Cash-strapped mainland Chinese are scrambling to sell their luxury homes in Hong Kong, and some are knocking up to a fifth off the price for a quick sale, as a liquidity crunch looms on the mainland.
Wealthy Chinese were blamed for pushing up property prices in the city, where they accounted for 43 per cent of new luxury home sales in the third quarter of 2012, before an increase on stamp duty on non-resident buyers was announced.
The rush to sell coincides with a forecast 10 per cent drop in property prices this year as the increase in duty and rising borrowing costs cool demand.
At the same time, credit conditions in China have tightened. Earlier this week, the looming bankruptcy of a Chinese property developer owing 3.5 billion yuan (HK$4.4 billion) heightened concerns that financial risk was spreading.

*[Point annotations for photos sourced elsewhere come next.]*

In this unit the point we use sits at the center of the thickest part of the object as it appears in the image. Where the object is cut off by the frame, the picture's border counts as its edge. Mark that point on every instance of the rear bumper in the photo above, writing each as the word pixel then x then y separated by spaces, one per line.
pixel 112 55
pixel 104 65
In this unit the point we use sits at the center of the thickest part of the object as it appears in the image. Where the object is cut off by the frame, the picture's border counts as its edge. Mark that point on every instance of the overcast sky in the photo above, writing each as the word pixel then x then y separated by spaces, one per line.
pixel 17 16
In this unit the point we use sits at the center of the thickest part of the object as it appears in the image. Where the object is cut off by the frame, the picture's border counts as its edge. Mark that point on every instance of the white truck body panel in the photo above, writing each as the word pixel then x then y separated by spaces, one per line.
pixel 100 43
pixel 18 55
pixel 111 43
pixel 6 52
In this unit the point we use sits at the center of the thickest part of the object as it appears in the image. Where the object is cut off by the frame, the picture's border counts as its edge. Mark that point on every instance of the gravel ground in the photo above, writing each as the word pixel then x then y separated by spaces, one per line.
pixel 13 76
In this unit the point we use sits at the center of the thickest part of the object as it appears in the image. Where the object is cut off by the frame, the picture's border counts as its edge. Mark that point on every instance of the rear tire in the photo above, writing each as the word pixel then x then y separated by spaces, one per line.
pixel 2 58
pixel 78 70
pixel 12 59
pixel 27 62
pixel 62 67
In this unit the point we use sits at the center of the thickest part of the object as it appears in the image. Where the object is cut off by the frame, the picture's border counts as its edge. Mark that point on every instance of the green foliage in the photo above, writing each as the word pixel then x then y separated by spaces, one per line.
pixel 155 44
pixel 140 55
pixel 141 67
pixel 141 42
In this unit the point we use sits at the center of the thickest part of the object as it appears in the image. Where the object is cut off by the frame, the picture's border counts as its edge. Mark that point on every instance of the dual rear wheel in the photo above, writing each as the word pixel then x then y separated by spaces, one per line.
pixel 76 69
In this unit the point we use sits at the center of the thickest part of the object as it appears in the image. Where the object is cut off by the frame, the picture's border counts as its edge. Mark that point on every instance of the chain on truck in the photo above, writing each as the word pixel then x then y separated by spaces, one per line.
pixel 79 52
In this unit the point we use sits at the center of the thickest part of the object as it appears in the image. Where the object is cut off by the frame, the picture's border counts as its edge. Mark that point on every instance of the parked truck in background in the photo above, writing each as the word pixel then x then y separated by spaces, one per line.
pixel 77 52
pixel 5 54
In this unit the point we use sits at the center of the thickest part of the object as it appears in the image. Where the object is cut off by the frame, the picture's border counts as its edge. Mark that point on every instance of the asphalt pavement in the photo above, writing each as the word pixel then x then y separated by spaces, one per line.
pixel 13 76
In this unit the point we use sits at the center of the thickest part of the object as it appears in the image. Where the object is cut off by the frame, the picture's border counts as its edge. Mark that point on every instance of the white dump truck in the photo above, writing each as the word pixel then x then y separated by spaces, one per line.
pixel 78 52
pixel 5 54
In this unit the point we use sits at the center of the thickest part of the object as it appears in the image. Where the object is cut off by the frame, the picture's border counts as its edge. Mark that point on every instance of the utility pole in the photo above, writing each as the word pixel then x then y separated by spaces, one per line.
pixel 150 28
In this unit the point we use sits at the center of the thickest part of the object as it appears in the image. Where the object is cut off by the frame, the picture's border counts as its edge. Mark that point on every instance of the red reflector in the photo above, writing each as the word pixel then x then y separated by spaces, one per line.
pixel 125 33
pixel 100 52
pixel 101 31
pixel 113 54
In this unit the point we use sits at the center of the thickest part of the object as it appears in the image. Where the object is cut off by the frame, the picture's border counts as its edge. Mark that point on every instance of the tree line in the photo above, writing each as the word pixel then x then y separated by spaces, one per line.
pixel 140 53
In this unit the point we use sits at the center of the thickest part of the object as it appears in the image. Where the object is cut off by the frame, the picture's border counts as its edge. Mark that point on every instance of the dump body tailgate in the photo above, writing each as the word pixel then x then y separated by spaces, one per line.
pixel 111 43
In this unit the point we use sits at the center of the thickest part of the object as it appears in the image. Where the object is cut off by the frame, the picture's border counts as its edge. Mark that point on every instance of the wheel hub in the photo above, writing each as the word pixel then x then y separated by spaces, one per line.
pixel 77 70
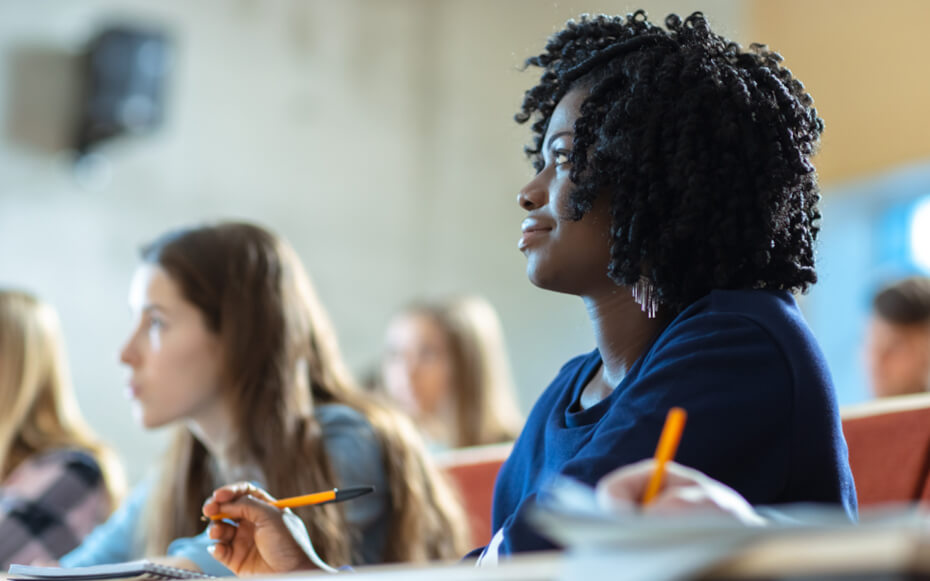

“Some of the mainland sellers have liquidity issues say, their companies in China have some difficulties so they sold the houses to get cash,” said Norton Ng, account manager at a Centaline Property Agency office close to the border, where luxury houses costing up to HK$30 million have been popular with mainland buyers.
Property agents said mainlanders own close to a third of the existing homes that are now for sale in Hong Kong – up 20 per cent from a year ago. Many are offering discounts of 5-10 per cent below the market average – and in some cases as much as 20 per cent – to make a quick sale, property agents and analysts said.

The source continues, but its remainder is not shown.